Commissioners approved an ordinance where the process for submitting a request for a special event or block party will be handled.
According to assistant city manager Ernestor De La Rosa, the ordinance would replace the current administrative process that had been in place.
"This will be more comprehensive to establish a process that is sufficient and robust for all special events in Dodge City," De La Rosa said.
The model for the ordinance was modeled from the City of Manhattan, Kans., the permit application will consist of a person or entity submitting for a special event permit, to be done at least 14 calendar days before the date of the special event; For a special event permit that includes alcoholic beverages at the special event, at least 30 calendar days before the special event and for a block party permit, at least seven calendar days in advance of the block party.
Fees for the application will be $25 for a special event permit per day; $50 for a special event permit per day with alcoholic beverages and $25 for a block party permit.
According to city officials, a special event is defined as, "Activities to be held in a single location on, or on a route throughout, city streets, sidewalks, parking lots, public plazas, or on or within other city property or facilities, including but not limited to parades, ceremonies, shows, exhibitions, pageants, circuses, carnivals, fairs, festivals, pep rallies, rodeos, concerts, animal shows, organized sports competitions and races, and sale, fundraising or promotional activities.
"A special event may occur on a single date or on a series of dates within one calendar year. Each single special event date in a series of dates shall be of the same scale and involve substantially the same purpose, site plan and vendor(s)."
A block party, "Shall mean the closure of a street, or a portion of a street, in a residential zoning district for an outdoor gathering or activity of the occupants of the residences adjacent to, and nearby, the closed area."
De la Rosa added that if an application is denied, an appeal process will be in place for the city manager's office to review.
"We routinely see a lot of last minute notifications whether it be a Fun Run or special event that blocks the street," city manager Nick Hernandez said. "What this allows us is to make sure we have adequate police force, make sure we have the equipment in place where it needs to be on time, we've had two or three in the last six months that have been last minute notification the day before. We tried to make it work but, we need a little more notification for these events."

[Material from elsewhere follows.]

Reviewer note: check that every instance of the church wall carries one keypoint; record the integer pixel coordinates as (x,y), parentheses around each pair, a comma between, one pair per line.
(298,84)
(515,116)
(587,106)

The new ordinance was approved with a 4-0 vote.
Commissioner Kent Smoll was absent from the meeting and did not vote.
The city also approved a new software to be used for general ledger, accounts payable, utility billing, payroll and human resources among others through Tyler Technology.
The enterprise resource planning software will be a five-year term with the first year being $574,883, a one-time fee of $362,610, an annual fee of $167,063, $45,210 for estimated travel for training and $167,063 for subsequent years.

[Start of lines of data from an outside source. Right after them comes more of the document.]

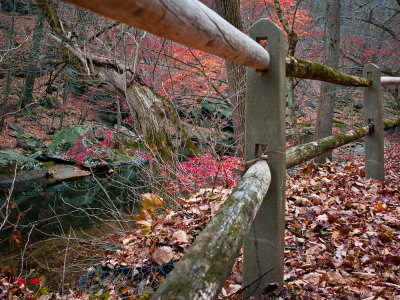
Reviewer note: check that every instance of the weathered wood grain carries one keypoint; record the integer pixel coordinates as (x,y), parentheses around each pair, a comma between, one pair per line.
(202,271)
(188,22)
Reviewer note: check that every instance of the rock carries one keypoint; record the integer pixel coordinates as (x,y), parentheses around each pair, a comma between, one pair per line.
(358,105)
(16,128)
(49,102)
(28,142)
(310,104)
(88,150)
(64,172)
(28,168)
(65,139)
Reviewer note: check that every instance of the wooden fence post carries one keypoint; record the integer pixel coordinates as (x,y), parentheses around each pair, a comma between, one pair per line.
(265,132)
(373,116)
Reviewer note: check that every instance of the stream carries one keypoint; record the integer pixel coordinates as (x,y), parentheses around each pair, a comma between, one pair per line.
(45,215)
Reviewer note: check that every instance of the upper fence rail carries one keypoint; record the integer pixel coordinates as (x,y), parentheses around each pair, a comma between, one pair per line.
(193,24)
(188,22)
(390,80)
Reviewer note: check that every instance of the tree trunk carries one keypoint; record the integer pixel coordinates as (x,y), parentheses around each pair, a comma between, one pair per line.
(152,111)
(33,57)
(8,84)
(230,11)
(326,104)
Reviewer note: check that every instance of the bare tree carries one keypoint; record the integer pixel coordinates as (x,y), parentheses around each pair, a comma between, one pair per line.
(152,112)
(230,11)
(326,104)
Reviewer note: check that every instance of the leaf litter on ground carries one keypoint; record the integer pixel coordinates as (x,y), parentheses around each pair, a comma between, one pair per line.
(342,236)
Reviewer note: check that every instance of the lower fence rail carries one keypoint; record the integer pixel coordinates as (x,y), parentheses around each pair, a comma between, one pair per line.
(297,155)
(202,271)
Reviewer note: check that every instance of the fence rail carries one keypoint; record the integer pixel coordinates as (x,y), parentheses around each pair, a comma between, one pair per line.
(202,271)
(188,22)
(253,215)
(299,154)
(390,81)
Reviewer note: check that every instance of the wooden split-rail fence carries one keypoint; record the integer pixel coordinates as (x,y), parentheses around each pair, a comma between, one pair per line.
(253,217)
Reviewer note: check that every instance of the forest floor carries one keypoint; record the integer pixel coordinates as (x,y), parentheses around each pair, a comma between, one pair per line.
(342,239)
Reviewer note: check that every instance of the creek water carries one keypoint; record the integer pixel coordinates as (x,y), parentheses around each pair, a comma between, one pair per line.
(45,214)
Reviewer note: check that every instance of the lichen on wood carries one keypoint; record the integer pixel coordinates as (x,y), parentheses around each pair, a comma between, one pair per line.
(301,68)
(202,271)
(299,154)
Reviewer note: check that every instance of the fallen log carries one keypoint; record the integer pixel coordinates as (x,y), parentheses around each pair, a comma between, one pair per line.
(386,80)
(202,271)
(297,155)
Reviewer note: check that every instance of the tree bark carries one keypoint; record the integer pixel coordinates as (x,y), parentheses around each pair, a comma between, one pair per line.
(152,111)
(230,11)
(33,57)
(326,104)
(8,84)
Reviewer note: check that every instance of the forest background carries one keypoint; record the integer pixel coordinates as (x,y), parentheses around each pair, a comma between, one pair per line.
(62,66)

For the court, the Tyler Incode software will be $99,896 for the first year with a one-time fee of $61,380, an annual fee of $38,516 and $38,516 for subsequent years.

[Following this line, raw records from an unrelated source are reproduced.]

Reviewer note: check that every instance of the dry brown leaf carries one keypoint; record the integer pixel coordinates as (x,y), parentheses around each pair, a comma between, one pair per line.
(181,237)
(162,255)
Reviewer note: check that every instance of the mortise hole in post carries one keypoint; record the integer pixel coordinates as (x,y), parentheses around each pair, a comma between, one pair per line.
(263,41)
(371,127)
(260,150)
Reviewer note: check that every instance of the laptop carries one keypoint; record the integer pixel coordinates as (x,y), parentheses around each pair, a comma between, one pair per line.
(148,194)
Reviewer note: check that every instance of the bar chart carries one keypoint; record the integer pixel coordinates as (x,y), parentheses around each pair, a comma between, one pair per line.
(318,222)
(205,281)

The new software will replace the previous Central Square Naviline product which over recent years dwindled with support and innovation for its needed use.
Commissioners approved the software with a 4-0 vote.
A change order for the paving of Avenue K from Military Avenue to Wyatt Earp Boulevard of $90,297 was unanimously approved along with an addition of 14 calendar days to go towards the work on the project.
According to director of engineering Ray Slattery, when the project began in January 2020, an AT&T phone duct was found that had not been located as the project was designed.
A request to remove the duct was made and in doing so the project was delayed when work had to be shut down due to the COVID-19 pandemic.
The change will provide a new roadway on the street and funding will come from 2019 general obligation bonds for the change order increase.
Commissioners approved the change order unanimously.